The cool thing is that you don't have to decide between gadgetware and brochureware, at least not at first. Even if you do add gadgets to a site, they can be added after the critical marketing material is in place. Additions like newsletters require a significant ongoing commitment to do well (not to mention excellent copy writing skills, which few professionals outside of copy writers possess), and such are probably best served by waiting until the client is comfortable with their new online presence before making that sort of investment.

Forging ahead by insisting that the client build The Ultimate Site in the first go-round runs many unnecessary risks:

  • It increases initial investment in the Web presence, at a time when the customer understands the value of that presence the least.

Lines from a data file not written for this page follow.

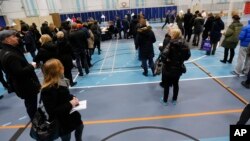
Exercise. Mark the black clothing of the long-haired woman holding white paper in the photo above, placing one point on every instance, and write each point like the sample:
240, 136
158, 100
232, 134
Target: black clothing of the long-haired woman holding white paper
56, 100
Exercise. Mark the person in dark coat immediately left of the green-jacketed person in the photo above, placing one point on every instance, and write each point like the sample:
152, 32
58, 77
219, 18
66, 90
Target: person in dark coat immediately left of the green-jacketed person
215, 34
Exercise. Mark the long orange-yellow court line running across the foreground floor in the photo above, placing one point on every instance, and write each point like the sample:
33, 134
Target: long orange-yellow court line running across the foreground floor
144, 118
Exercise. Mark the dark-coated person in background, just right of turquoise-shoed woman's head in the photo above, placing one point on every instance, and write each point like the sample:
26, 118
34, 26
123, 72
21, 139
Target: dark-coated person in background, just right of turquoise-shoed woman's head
188, 25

  • It further delays the rollout of the Web presence. After all, if the company is not on the Web (except for my accountant and a few other special cases) they really need to get there now. Any approach which is not phased to satisfy this goal first can only delay that.

  • Most importantly, it may make the client feel they are not being heard.
    We may be the experts in Web development, but the client is the expert of their business planning. We can offer advice about specific options, but the selection of options best suited for a particular business at a particular time is inherently a joint effort.

The cool thing is that if you slow down and go at the client's pace, you may still build The Ultimate Site in good time, but you risk nothing along the way: The client can have initial goals met and feel satisfied with the work, the core problem of getting online is solved, and as they are much more likely to understand the benefits of specific enhancements once they grasp the essentials.





The whole affair of considering brochure-like content passe reminds me of the misunderstanding many interface designers have about the word "modal". Many contemporary application designers have heard of the mysterious and evil "modal interface", and without researching the issues behind it they simply confuse it with modal dialogs (hey, the words match, so it's at least as closely related as Java and JavaScript, right? <g>). This misguided departure from appropriate use of modal dialogs in interfaces have given rise to a new malady one could call Palettemania. This disease is evident when the designer, in an irrational fear of the word "modal", start moving even the most rarely-used features of an application from dialog windows into palettes. While "avoid modal behaviors" is one of the Ten Commandments of UI design (there are actually about a dozen, and they're almost identical in the Mac HIG and Win HIG), moving every feature into palette windows negates another equally important principle: progressive disclosure.